WHO LOST TURKEY?….After Mao’s communists won China’s civil war in 1949 and forced Chiang Kai Shek to flee to Taiwan, the cry from U.S. conservatives was “Who Lost China?” (Answer: Democrats, of course.) Via Matt Yglesias, Soner Cagaptay asks in the New Republic today, “Who’s Losing Turkey?” ? and then suggests that the answer is George Bush:
The [Iraq] war has angered every significant political group in Turkey, from Islamists to leftists to nationalists. The most leftist Turks, harkening back to the 1970s, see the war as a neocolonial effort to achieve U.S. hegemony in the region, and Iran and Syria as a balance to that hegemony. The Turkish daily Cumhuriyet, a vocal proponent of socialism in the ’70s and social democracy later, runs regular articles criticizing the U.S. campaign as an attempt to rule the Middle East.
….Over the past few years, Washington has failed to use the kind of diplomacy that worked for years in Turkey, such as visits by high-level American statesmen involving interaction with ordinary citizens, which Turks love. Washington cannot afford to let Iraq devolve further into chaos, a development that would alienate Ankara even more.

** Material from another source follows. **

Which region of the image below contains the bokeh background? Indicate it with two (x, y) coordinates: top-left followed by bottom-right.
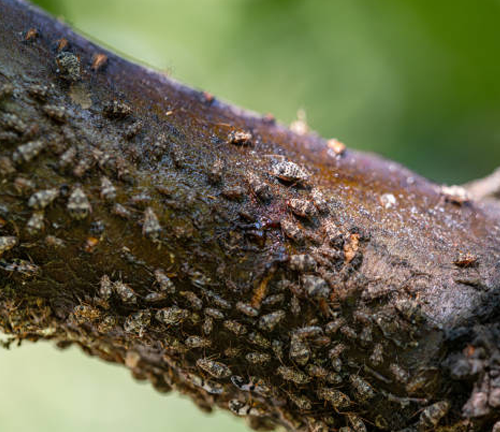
(0, 0), (500, 432)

Now, as it happens Islamic parties have been gaining strength in Turkey for years, so there’s more going on here than just the war. And in fairness to the Bush administration, they’ve been pretty steadfast in urging the European Union to admit Turkey to their club.
Still, Turkey’s drift away from secularism and its budding friendships with Syria and Iran make it all the more inexcusable that Bush has not paid more attention to American relations with Ankara. In the end, if we gain a chaotic but slightly more friendly Iraq but lose Turkey in the process, it’s not at all clear we’d be ahead in the deal.